Streaming
LangGraph4j is built with first class support for streaming. it uses java-async-generator library to help with this. Below there are the different ways to stream back outputs from a graph run
Streaming graph outputs (.stream())
.stream()
is an method for streaming back outputs from a graph run. It returns an AsyncGenerator on which you must iterate to fetch the sequence of performed steps as instance of a [NodeOutput] class that bascally report the executed node name and the resulted state.

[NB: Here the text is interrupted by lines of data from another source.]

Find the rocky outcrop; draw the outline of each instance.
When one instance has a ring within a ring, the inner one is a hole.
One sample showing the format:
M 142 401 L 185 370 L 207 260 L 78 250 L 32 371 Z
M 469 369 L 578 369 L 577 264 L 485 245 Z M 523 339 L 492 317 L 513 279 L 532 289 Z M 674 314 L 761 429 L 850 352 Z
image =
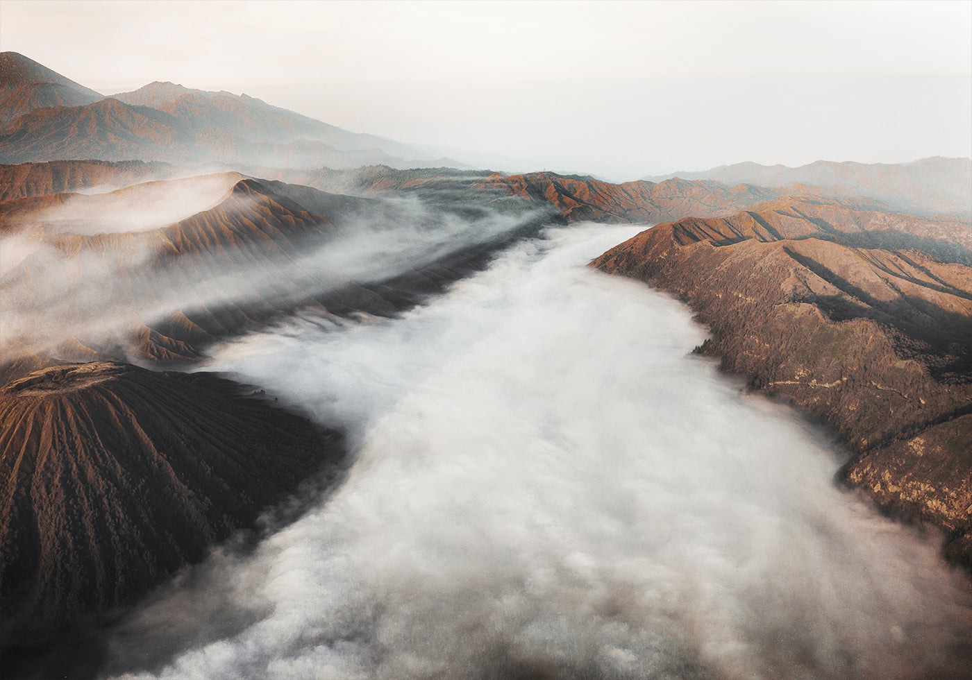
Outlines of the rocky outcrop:
M 504 177 L 494 173 L 477 189 L 502 189 L 533 203 L 555 206 L 570 221 L 658 222 L 686 215 L 709 217 L 780 196 L 772 188 L 717 182 L 670 180 L 611 185 L 586 178 L 538 172 Z
M 552 209 L 567 221 L 644 222 L 677 220 L 688 215 L 731 215 L 742 208 L 784 195 L 781 189 L 718 182 L 668 180 L 613 185 L 592 178 L 550 172 L 527 175 L 484 174 L 449 168 L 395 170 L 387 166 L 355 170 L 322 168 L 281 171 L 279 179 L 362 196 L 395 192 L 423 198 L 488 204 L 504 211 Z M 808 193 L 829 191 L 806 187 Z
M 116 362 L 0 389 L 5 646 L 132 602 L 340 461 L 335 433 L 250 391 Z
M 972 563 L 970 234 L 792 198 L 660 224 L 592 265 L 688 302 L 712 330 L 700 351 L 829 423 L 852 453 L 849 484 L 940 527 Z
M 34 109 L 90 104 L 104 95 L 16 51 L 0 52 L 0 121 Z
M 52 160 L 0 165 L 0 201 L 51 193 L 118 189 L 160 180 L 174 171 L 167 163 L 140 160 Z
M 7 311 L 0 320 L 0 381 L 64 360 L 148 359 L 172 367 L 198 359 L 215 342 L 300 310 L 393 315 L 483 266 L 510 239 L 549 223 L 538 211 L 496 221 L 495 212 L 482 207 L 420 207 L 241 179 L 215 205 L 174 223 L 99 232 L 119 205 L 151 205 L 151 197 L 168 195 L 169 185 L 178 194 L 184 186 L 220 186 L 234 177 L 0 204 L 0 220 L 40 232 L 25 246 L 33 250 L 0 276 L 0 305 Z M 450 231 L 456 221 L 450 210 L 466 211 L 462 220 L 469 228 Z M 157 218 L 158 211 L 151 212 Z M 120 217 L 132 216 L 122 210 Z M 477 223 L 490 231 L 480 233 Z M 330 271 L 340 263 L 328 250 L 334 239 L 357 227 L 370 234 L 369 248 L 380 250 L 381 230 L 402 224 L 442 229 L 442 237 L 429 237 L 409 262 L 393 263 L 387 272 L 376 268 L 356 279 Z

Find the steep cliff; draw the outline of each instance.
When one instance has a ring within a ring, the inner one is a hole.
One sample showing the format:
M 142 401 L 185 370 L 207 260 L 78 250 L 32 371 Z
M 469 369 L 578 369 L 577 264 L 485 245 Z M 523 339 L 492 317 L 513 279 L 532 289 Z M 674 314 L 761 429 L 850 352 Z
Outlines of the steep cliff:
M 849 484 L 972 563 L 970 236 L 951 218 L 787 199 L 659 224 L 592 265 L 688 302 L 712 330 L 702 352 L 829 423 Z

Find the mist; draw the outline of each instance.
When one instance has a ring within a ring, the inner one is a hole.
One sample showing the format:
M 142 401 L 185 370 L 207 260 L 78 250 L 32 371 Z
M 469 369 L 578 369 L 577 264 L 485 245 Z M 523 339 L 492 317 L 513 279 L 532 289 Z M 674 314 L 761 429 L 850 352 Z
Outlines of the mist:
M 341 426 L 355 462 L 133 613 L 103 675 L 967 672 L 939 537 L 837 488 L 835 439 L 692 355 L 685 307 L 583 266 L 641 228 L 551 230 L 398 318 L 226 346 L 207 369 Z
M 0 241 L 0 352 L 9 358 L 61 353 L 70 357 L 80 342 L 138 361 L 137 335 L 146 325 L 214 310 L 242 309 L 259 319 L 293 305 L 321 309 L 318 298 L 329 293 L 348 296 L 355 287 L 516 232 L 543 215 L 479 209 L 470 217 L 417 198 L 364 200 L 306 189 L 319 201 L 358 201 L 357 207 L 342 206 L 337 223 L 320 219 L 307 233 L 289 238 L 272 226 L 265 206 L 232 192 L 241 178 L 222 173 L 95 196 L 72 194 L 62 205 L 17 216 L 17 228 Z M 291 205 L 302 213 L 302 205 Z M 208 209 L 221 213 L 210 219 Z M 166 230 L 177 216 L 197 217 L 188 234 Z M 260 224 L 269 219 L 264 228 L 271 238 L 247 231 L 212 246 L 225 229 L 232 233 L 234 217 Z M 207 232 L 214 220 L 229 226 Z M 355 298 L 353 290 L 350 296 Z M 394 305 L 377 302 L 384 312 L 394 311 Z

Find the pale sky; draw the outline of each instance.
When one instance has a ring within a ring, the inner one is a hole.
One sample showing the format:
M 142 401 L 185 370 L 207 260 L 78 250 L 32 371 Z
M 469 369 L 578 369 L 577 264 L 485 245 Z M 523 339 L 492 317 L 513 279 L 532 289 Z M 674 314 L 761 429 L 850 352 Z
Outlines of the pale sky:
M 506 170 L 972 155 L 972 2 L 20 2 L 0 49 L 111 94 L 246 92 Z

Streaming of Streaming (embed and composition)
AsyncGenerator supports embed (i.e. is composable), it can pause main iteration to perform a nested AsyncGenerator after that it resume main iteration.
Relies on this feature we can return from Node action an AsyncGenerator that will be embed in main one of the graph, which result will be fetched from the same iterator given from .stream()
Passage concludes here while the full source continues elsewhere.